Use the Right Containers
When you transfer any food to a container, make sure to label it with the name and the current date or "best by" date. When freezing meat, poultry, and seafood, add the weight to the label.
- Plastic containers: Sealable plastic containers are lightweight and budget-friendly and they can smoothly go from the freezer to the microwave. When buying plastic containers, make sure they are BPA-free and freezer-safe. Some plastics break down in the freezer.
- Glass: Freezer-safe glass containers are environmentally-friendly and many can go from the freezer to the fridge to the oven. Canning jars are a good option as well, but to avoid breakage, make sure you leave headspace, so the food has plenty of room to expand. Choose wide-mouth jars and leave at least 1/2-inch of headspace. Shoulder style jars with a narrower opening will need extra headspace. Some manufacturers place an embossed freezer fill line on their jars.

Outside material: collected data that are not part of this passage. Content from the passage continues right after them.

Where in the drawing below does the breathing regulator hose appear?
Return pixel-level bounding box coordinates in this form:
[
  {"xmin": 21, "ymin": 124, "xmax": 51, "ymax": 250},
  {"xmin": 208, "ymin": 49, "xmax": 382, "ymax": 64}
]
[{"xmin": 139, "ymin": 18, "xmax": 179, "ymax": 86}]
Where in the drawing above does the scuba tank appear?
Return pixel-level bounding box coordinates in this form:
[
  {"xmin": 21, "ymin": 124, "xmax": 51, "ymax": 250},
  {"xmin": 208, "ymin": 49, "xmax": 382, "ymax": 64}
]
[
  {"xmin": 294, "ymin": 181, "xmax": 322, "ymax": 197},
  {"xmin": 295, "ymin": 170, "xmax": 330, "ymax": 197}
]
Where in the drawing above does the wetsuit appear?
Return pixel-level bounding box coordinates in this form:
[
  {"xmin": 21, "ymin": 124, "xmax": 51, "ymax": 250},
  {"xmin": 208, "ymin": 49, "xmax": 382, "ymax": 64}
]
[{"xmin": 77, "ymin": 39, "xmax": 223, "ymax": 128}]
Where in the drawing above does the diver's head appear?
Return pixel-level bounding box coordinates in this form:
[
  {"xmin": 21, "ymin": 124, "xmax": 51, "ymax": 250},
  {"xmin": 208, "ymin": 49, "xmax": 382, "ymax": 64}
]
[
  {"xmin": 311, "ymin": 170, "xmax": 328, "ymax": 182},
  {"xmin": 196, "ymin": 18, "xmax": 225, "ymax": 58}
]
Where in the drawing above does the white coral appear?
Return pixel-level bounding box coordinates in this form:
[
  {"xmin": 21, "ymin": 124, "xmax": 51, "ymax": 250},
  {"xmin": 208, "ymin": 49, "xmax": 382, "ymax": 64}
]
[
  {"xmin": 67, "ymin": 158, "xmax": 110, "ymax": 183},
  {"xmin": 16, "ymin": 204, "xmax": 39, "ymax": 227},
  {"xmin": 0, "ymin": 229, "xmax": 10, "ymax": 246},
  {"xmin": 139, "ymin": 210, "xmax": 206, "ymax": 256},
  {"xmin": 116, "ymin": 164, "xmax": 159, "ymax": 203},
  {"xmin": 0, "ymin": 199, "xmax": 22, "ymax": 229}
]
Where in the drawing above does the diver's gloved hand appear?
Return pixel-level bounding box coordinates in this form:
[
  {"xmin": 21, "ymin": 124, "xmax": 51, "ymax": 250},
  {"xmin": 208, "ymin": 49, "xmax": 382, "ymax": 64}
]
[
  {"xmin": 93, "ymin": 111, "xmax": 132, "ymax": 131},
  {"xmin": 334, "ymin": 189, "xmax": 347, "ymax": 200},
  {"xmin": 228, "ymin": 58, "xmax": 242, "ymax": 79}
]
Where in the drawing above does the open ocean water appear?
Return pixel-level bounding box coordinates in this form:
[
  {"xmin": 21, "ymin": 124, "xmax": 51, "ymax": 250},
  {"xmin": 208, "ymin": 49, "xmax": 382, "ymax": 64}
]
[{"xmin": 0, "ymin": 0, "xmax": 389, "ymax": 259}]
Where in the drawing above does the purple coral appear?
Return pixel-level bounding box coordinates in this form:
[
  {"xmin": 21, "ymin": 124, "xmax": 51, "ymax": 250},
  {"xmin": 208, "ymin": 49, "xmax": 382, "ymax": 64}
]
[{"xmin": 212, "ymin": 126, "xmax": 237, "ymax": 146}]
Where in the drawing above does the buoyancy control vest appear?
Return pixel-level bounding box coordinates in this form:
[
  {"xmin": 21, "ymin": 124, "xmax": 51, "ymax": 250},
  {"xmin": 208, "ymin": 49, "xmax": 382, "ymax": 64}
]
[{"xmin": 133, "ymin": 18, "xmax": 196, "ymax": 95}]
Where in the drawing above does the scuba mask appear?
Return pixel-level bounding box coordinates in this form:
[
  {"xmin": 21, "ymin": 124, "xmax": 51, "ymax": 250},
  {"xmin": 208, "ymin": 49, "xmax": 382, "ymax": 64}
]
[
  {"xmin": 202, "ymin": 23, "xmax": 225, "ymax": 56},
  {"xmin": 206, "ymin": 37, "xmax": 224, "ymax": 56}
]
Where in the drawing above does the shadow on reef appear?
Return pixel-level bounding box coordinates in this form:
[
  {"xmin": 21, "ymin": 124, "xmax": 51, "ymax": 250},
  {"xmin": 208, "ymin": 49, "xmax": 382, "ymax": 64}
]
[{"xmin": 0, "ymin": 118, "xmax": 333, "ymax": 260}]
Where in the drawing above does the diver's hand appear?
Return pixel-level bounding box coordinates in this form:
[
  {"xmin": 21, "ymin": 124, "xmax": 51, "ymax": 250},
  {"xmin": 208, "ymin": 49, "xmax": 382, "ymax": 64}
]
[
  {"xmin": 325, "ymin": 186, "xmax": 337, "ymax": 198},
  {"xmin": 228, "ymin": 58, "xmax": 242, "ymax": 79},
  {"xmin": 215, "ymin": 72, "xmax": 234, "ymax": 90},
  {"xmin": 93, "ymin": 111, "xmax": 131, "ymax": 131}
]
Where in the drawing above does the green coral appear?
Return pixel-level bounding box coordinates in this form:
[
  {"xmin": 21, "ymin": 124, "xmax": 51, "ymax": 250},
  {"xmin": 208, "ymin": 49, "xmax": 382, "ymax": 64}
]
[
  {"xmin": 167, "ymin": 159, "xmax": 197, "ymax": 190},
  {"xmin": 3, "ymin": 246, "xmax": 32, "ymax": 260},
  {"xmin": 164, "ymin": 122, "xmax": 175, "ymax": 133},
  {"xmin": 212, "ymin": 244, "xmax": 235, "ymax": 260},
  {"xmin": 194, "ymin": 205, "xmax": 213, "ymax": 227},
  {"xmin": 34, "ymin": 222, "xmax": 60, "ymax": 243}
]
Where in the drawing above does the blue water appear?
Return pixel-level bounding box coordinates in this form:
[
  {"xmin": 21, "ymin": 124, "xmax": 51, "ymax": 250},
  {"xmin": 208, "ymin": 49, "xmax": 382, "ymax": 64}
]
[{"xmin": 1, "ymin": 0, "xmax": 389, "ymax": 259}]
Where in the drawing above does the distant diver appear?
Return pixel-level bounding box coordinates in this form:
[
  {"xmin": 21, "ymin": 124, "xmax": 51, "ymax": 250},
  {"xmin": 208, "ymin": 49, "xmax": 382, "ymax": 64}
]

- Wraps: Plastic wrap, foil, and freezer paper are suitable for meat, leftover meatloaf, breads, and seafood. Double wrapping provides insulation.
- Bags: When freezing food in bags, whether vacuum-sealed or zip-close, flatten the food as much as possible for faster defrosting.
Organize by First In First Out (FIFO)
Label foods with the date you stored them in the freezer and keep the oldest (first in) items in front or on top so they will be used first. This ensures older items won't stay in the back or on the bottom, which can reduce quality and flavor over time.
Storage Bins to the Rescue
Bins and dividers help keep vegetables, meats, and leftovers separated and easy to find. They're especially helpful in deep bottom freezers and large deep chest freezers. They can be stacked and quickly shifted to get to what you need.
Prevent Freezer Burn
Freezer burn isn't dangerous, but it can significantly change the texture and flavor of food. Extra air around the food is the reason some foods get that frosty, freezer-burnt appearance. A vacuum sealer is ideal, but if you don't have one there are a few alternatives.
Here's one easy way to remove air from a zip-close bag. Fill the bag and close it to within one inch. Lower the bag of food into cold water, just to the top; the pressure of the water flowing around the outside of the bag displaces the excess air, pushing it out the small opening. Quickly seal the bag, dry it, and freeze.
The next best way to avoid freezer burn is to pack food into perfectly-sized containers or bags. Alternatively, you can tightly wrap food freezer paper or in two sheets of heavy duty foil before placing it in a bag or container.
For some items, such as meatballs, spread them out on a tray and freeze them until solid, then transfer them to a vacuum sealer bag, freezer bag, or container. Some leftovers may be frozen in ice cube trays, then popped into bags for more extended storage.